New report shows CT still lags the nation in personal income growth
Personal income surged nationally this year in a way not seen since 2011 — but growth in Connecticut still lagged most of the nation, according to a new analysis from Pew Charitable Trusts.
Personal income in the U.S. rose by 2 percent in the first quarter of 2019 compared with the same three-month period in 2018. Connecticut’s growth was only about one fourth of that.
More importantly it marked the second consecutive quarter that personal income grew in all 50 states — a benchmark not reached in eight years, according to Pew analysts.
Personal income includes wages and interest earnings, income from rent and public assistance programs — but not capital gains — This is an important distinction, especially in Connecticut and other northeastern states with economies heavily reliant on investments and financial services. For example, nearly one-third of all Connecticut state income tax receipts come from quarterly filings, which are heavily influenced by capital gains and dividends.
Still, personal income is an important benchmark that shows changes in most of the earning capacity for a significant portion of the population.
Twenty-four states tied or exceeded the national average growth rate of 2 percent led by West Virginia, where personal income rose 4.3 percent between the first quarter of 2018 and the first three months of 2019.
But over the same period, growth in Connecticut was just 0.6 percent, tied with New York for 48th, only Rhode Island (0.3 percent) and New Hampshire (0.2 percent) ranked lower.
“It kind of mirrors what we’ve been saying to policymakers: Our growth still hasn’t been measuring up to the rest of the country,” said Joseph F. Brennan, president and CEO of the Connecticut Business and Industry Association.
Brennan added that while there are good things happening with Connecticut’s economy, “when you look at the macro numbers, we’re not keeping pace.”
Economist Fred Carstensen, who heads the University of Connecticut’s economic think-tank, said this state still is feeling the effects of the first few years after the last recession ended.

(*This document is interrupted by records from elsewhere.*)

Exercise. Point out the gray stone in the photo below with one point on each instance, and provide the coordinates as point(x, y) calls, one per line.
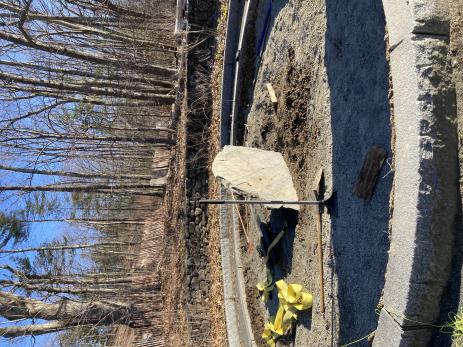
point(203, 286)
point(202, 274)
point(255, 172)
point(391, 334)
point(425, 171)
point(404, 18)
point(194, 283)
point(191, 228)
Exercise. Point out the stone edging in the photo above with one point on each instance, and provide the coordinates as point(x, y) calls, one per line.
point(425, 201)
point(238, 323)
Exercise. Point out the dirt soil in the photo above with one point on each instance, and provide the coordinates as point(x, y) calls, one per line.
point(327, 63)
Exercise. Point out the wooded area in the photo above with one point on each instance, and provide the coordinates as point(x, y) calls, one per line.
point(86, 94)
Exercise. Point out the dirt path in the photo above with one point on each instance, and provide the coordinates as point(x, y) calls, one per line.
point(327, 62)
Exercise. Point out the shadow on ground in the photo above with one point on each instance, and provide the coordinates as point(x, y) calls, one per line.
point(358, 80)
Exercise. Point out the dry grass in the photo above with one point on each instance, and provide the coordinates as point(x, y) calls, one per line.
point(217, 316)
point(173, 272)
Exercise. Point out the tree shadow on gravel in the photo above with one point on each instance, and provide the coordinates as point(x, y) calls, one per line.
point(358, 80)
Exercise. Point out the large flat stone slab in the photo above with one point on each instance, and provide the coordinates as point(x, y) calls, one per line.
point(257, 173)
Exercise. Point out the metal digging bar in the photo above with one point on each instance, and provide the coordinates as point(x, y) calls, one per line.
point(271, 202)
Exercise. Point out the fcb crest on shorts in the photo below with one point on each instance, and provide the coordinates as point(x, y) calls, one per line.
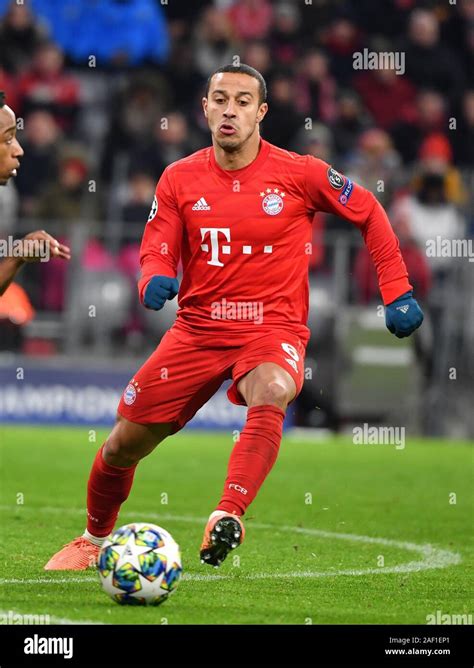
point(130, 394)
point(154, 209)
point(272, 202)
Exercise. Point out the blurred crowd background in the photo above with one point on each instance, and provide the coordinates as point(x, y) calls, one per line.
point(109, 92)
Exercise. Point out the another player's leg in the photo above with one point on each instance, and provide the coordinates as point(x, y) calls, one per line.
point(267, 391)
point(109, 485)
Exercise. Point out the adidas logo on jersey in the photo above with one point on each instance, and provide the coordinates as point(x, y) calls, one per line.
point(201, 205)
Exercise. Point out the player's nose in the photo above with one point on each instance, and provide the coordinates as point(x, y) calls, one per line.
point(230, 111)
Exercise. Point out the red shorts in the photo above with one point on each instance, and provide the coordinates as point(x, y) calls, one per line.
point(181, 376)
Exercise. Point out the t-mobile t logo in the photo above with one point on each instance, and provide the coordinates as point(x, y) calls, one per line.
point(214, 238)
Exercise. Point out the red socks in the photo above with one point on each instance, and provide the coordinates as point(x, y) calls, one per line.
point(252, 458)
point(108, 487)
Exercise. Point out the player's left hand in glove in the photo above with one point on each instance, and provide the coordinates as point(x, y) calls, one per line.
point(403, 315)
point(158, 290)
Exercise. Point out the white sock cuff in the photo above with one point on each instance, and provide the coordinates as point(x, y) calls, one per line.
point(95, 540)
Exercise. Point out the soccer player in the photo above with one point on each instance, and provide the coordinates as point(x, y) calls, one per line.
point(238, 214)
point(10, 154)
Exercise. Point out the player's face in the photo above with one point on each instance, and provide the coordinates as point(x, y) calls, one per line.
point(10, 149)
point(232, 109)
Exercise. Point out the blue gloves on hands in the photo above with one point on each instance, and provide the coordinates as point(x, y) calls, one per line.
point(158, 290)
point(403, 315)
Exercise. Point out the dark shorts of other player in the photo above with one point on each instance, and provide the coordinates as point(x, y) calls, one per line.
point(180, 376)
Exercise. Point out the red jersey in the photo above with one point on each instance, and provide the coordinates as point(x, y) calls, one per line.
point(244, 239)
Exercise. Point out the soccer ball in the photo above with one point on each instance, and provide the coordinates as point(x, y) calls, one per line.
point(140, 565)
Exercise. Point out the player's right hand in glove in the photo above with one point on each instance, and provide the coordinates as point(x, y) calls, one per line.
point(158, 290)
point(403, 315)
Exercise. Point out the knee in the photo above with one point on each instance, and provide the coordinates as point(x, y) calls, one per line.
point(116, 452)
point(121, 449)
point(273, 392)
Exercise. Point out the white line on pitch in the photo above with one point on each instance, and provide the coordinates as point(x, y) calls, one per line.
point(432, 557)
point(52, 618)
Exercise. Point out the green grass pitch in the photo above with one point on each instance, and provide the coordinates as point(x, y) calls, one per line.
point(340, 533)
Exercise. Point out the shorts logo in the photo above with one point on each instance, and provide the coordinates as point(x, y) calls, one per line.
point(154, 209)
point(347, 192)
point(335, 179)
point(130, 395)
point(292, 352)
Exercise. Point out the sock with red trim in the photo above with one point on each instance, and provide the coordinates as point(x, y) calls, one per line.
point(108, 487)
point(252, 458)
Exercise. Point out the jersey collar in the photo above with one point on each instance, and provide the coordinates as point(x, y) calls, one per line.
point(243, 174)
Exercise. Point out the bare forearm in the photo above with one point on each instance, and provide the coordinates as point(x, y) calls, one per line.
point(8, 270)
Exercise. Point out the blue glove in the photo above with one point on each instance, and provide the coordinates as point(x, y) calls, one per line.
point(403, 315)
point(158, 290)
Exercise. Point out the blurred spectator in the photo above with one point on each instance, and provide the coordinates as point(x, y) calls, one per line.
point(63, 199)
point(49, 87)
point(316, 141)
point(385, 94)
point(251, 19)
point(463, 135)
point(9, 86)
point(39, 164)
point(375, 164)
point(427, 116)
point(172, 138)
point(430, 215)
point(315, 88)
point(187, 82)
point(285, 36)
point(283, 121)
point(366, 282)
point(116, 32)
point(16, 311)
point(341, 40)
point(214, 44)
point(138, 198)
point(181, 17)
point(459, 32)
point(258, 55)
point(136, 110)
point(429, 62)
point(20, 36)
point(351, 121)
point(435, 159)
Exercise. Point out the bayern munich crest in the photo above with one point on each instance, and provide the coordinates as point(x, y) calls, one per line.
point(272, 201)
point(130, 394)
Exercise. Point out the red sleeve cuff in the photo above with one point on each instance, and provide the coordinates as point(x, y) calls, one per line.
point(390, 291)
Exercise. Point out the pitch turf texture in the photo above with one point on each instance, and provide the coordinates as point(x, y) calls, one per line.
point(383, 541)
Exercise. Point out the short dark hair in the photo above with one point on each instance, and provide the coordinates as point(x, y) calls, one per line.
point(242, 69)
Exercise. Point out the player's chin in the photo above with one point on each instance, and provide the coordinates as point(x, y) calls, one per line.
point(229, 143)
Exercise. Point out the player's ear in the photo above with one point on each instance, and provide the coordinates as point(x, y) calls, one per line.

Between 2010 and 2014 Connecticut badly lagged the nation, not only in jobs recovered, but also in wages regained.
In other words, the state lost many high-paying jobs during the recession, particularly in key areas like financial services and advanced manufacturing, and replaced them with lower paying service jobs.
“We haven’t recovered yet, in real terms, in jobs or in output,” Carstensen said. “This recovery has been extraordinarily weak.”
According to Pew analysts, Connecticut ranks dead last among states in personal income growth between the fourth quarter of 2007 — just before the last recession began — and the first quarter of this year.
While the nation has averaged 1.9 percent growth over this period, Connecticut is up just 0.8 percent.
“There is no question Connecticut has struggled to recover from the Great Recession,” said Office of Policy and Management Secretary Melissa McCaw, Gov. Ned Lamont’s budget director. “Even as our state’s private sector has recovered all of the jobs lost during that contraction, the data has shown that we have replaced the lost higher-wage jobs with lower-wage positions, which would stymie a measure such as growth in personal income across our entire state.”
McCaw added that “our work is not done. We must focus our efforts on making our state a place where businesses can grow and thrive, where we can provide a pipeline of talented employees, and where our public and private universities and community colleges produce the next generation of employees with the specialized skills our businesses need. We need to continue to invest in workforce development, whether it is providing training to someone pursuing a new career, supporting growth in Advanced Manufacturing Technology Centers, creating a fertile environment for investment in startups, and increasing access to and opportunity for education beginning with preschool.”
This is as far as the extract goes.